Un très impressionnant Aresltrup (à gauche), mais Lhermitte s'en sort très bien lui aussi. |
Lhermitte vaut mieux que son image
Voilà
pour le cadre général. Place, maintenant, au vif du sujet. J'allais dire du
problème. Thierry Lhermitte... Un jour, il faudra prendre le temps de se
pencher sur le pourquoi d'une si mauvaise réputation. Lhermitte à l'affiche
d'un film, c'est l'assurance de recueillir, avant même d'avoir vu la moindre
séquence, une volée de critiques acerbes. L'homme n'est pas une quiche,
pourtant. Il a quelques bons films à son palmarès. Bizarre, bizarre… Je ne suis
moi-même d'ailleurs pas exempté de cet a priori... Et, il faut avouer, les
extraits de la bande-annonce ne rassurent guère.
Pourtant,
dans Quai d'Orsay, il se débrouille pas mal du tout. Il incarne avec cohérence
le ministre, et se montre même franchement hilarant dans quelques scènes
phares. Celles avec les stabilos jaunes, par exemple, vraiment très drôles. Le
ministre ne jure que par ces stabilos. Qui lui servent à annoter, surligner,
tous les documents qui passent sous ses yeux. Même les écrans d'ordinateurs,
parfois.
Lhermitte,
à ce petit jeu du burlesque, excelle. Il n'est d'ailleurs jamais meilleur que
dans l'excès. Quand il déboule en coup de vent, claquant les portes et faisant
voler les papiers dans les pièces.

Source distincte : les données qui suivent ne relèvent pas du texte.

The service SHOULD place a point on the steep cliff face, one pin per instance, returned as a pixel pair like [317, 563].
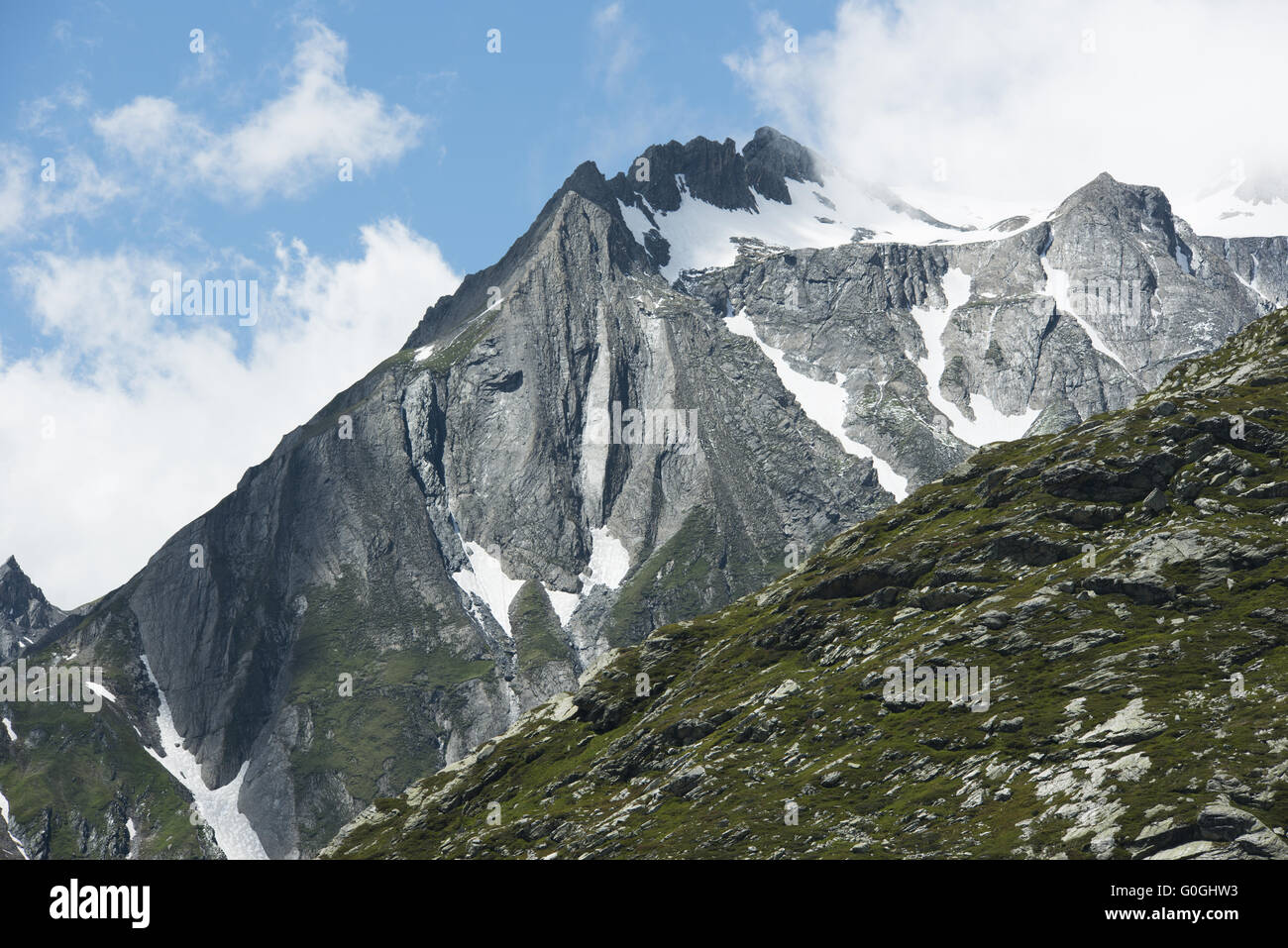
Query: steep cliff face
[1072, 646]
[26, 616]
[567, 427]
[585, 443]
[935, 351]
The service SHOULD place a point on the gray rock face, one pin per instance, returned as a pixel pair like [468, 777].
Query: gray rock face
[571, 453]
[26, 616]
[1069, 317]
[385, 543]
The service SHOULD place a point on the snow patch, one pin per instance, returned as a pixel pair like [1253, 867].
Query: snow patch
[487, 579]
[990, 424]
[98, 689]
[609, 561]
[823, 402]
[4, 811]
[218, 807]
[1057, 287]
[565, 603]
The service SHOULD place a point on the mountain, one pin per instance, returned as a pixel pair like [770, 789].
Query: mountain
[26, 616]
[585, 442]
[1112, 596]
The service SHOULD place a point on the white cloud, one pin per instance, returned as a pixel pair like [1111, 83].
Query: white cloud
[284, 147]
[616, 46]
[155, 419]
[1030, 101]
[27, 198]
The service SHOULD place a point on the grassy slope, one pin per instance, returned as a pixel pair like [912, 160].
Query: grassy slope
[888, 781]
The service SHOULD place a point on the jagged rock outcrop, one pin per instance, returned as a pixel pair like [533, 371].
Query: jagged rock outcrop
[988, 669]
[26, 616]
[584, 443]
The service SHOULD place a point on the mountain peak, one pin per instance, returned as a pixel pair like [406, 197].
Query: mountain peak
[1107, 197]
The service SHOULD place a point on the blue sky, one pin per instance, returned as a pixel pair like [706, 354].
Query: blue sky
[119, 424]
[494, 137]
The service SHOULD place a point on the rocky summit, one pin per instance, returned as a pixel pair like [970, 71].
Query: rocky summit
[675, 386]
[1070, 646]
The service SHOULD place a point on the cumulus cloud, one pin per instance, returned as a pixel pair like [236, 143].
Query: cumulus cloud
[71, 185]
[284, 147]
[134, 424]
[1031, 99]
[617, 46]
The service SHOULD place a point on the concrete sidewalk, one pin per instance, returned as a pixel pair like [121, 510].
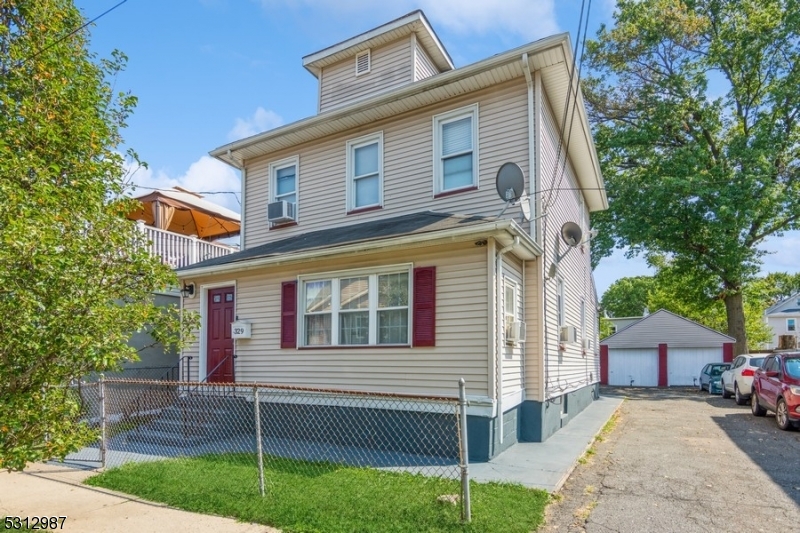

Il est en revanche moins convaincant quand
il s'engage dans des tirades plus longues, des scènes plus sérieuses.
A
ce titre, la scène de fin, celle du fameux discours devant la tribune de l’ONU,
est ratée, avec un Lhermitte qui ânonne son discours quand l'original,
Villepin, se montrait plus flamboyant. Une
manière, cela dit, pour Tavernier, de mettre le ministre dans l'ombre pour, une
fois n'est pas coutume, mettre en avant ses conseillers.
Très impressionnant Aresltrup
Il
y a là le jeune Arthur Vlaminck (Raphaël Personnaz), engagé justement pour se charger du "langage". En
clair, écrire les trames des discours... C'est lui le fil rouge du film. On
entre, avec lui, dans ces coulisses assez folles du Quai d'Orsay, ruche où l'on
s'affaire jour et nuit... On suit un extraordinaire Niels Arelstrup, dans le
rôle du directeur de cabinet, ombre magnifique qui sert de pilier à la lumière
du ministre. Son éminence grise. Celui qui tient la baraque. Aussi flegmatique
que le ministre est fantasque. Aussi retenu qu'il est volcanique. Arelstrup est
très impressionnant dans ce rôle. En parfait contre-emploi de ce qu'on imagine
de lui. Un rôle bien plus important, dans sa filmographie, qu'il n'y paraît.
On
suit, aussi, dans la cohorte des conseillers, un très bon Bruno Raffaelli, dans
le rôle du spécialiste du Proche-Orient. Il connaît tous les petits détails de
la région. Son savoir encyclopédique est la meilleure arme pour désamorcer les
conflits, éviter que cette poudrière ne saute à la gueule du monde entier. Et
son boulot, à ce pauvre conseiller, est de tempérer les ardeurs du ministre. Et
d'éviter ainsi qu'il ne dise, ou fasse trop de conneries.
Raffaeli, par sa
présence bonhomme, s'inscrit, comme Arelstrup, en parfait contrepoids
du ministre. Un savant jeu de bascule dont s'amuse Tavernier dans ses ruptures
de rythme. Tavernier qui, au final, livre un film sympathique. Pas d'une audace
folle dans sa mise en scène, mais néanmoins efficace. Un bon divertissement, qu’on
aurait aimé voire plus audacieux, avec davantage de parti pris. C’est un peu
trop sage, un peu trop propre, mais efficace.